Whatever is changed in the industry in the wake of the hepatitis outbreak, the work itself remains.
Trinidad Hernandez, 42, his wife, Maria Mendive, 32, and their son, Guadalupe (15, of course), said they each can gather up to 60 dozen bunches a day, yielding them each about $12. It takes seven or eight hours of concentration to get that many, though there are workers who can do more because they are faster and work more hours. The hardest workers gather up to 110 dozen bunches.
The fact that their green onions end up on plates in U.S. restaurants was news to many of the workers, learned only when the hepatitis outbreak focused attention here.
"Everybody is talking about it, yes," said Vidales. "Here many depend only on green onions for their livelihood." He works in construction during off months, but there is not enough work to keep him employed all year, he said.
The company could plant the fields in something else, but most crops are less labor intensive than the onions. "They would need fewer people."
People would most likely look for work further away, or try to get jobs in the factories along the U.S.-Mexico border, he said. There is nothing they can do about the catastrophe in the green onion industry.

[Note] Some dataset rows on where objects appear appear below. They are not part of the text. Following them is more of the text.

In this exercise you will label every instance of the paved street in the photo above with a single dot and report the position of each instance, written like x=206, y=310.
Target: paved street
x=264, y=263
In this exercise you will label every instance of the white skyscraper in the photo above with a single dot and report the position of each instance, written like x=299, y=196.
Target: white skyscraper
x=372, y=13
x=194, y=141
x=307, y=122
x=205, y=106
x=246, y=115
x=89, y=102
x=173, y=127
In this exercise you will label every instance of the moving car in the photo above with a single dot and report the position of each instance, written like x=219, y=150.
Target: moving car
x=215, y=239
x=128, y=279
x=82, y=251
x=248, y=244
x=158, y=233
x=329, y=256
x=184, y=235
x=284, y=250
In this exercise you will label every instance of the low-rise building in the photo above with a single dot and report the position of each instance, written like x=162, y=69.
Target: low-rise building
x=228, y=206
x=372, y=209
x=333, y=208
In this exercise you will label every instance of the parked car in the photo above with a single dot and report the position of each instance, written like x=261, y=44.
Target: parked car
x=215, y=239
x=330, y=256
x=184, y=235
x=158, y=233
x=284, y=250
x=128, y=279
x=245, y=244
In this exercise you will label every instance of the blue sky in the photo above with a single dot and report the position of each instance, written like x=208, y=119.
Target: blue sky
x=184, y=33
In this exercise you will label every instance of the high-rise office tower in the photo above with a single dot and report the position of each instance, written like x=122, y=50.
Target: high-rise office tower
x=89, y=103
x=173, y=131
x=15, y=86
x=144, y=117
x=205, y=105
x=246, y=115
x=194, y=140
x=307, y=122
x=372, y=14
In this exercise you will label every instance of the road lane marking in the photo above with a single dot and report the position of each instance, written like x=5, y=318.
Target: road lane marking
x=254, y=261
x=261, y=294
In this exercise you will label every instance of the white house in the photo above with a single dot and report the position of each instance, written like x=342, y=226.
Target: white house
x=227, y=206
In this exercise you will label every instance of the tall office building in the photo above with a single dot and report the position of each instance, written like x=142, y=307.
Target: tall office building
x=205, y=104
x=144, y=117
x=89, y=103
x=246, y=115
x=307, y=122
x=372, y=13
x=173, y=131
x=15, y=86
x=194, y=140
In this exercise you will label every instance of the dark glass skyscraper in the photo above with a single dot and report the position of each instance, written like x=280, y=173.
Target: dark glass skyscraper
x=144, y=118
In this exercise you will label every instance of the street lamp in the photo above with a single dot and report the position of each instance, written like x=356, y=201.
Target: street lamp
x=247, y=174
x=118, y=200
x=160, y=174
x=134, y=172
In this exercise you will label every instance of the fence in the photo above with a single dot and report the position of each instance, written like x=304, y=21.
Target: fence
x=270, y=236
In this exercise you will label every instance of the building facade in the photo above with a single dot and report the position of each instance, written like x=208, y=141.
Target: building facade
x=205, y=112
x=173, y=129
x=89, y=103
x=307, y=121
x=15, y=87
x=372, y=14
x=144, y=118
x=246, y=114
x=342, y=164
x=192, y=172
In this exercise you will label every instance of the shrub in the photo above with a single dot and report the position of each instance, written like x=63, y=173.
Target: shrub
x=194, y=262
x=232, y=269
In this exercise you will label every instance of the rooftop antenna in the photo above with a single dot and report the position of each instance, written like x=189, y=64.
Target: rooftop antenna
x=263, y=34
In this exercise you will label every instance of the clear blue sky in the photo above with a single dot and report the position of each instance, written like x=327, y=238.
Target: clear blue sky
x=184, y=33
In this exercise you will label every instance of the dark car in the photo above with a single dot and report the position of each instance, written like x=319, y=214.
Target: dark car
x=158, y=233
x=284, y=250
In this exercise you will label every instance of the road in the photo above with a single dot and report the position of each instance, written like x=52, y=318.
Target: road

"Here the people aren't in a position to make any demands, or do anything about that," he said. So they continue the routine, flying through the onions, waiting for the end of the day when the trucks will take them to their "ejidos," tiny groups of houses. Vidales owns his house; many other workers rent theirs, sometimes from the same company that employs them.
At home, Estela makes the "comida," the main meal of the day.
No green onions.
"How could you want to eat them after gathering them all day?" said Vidales.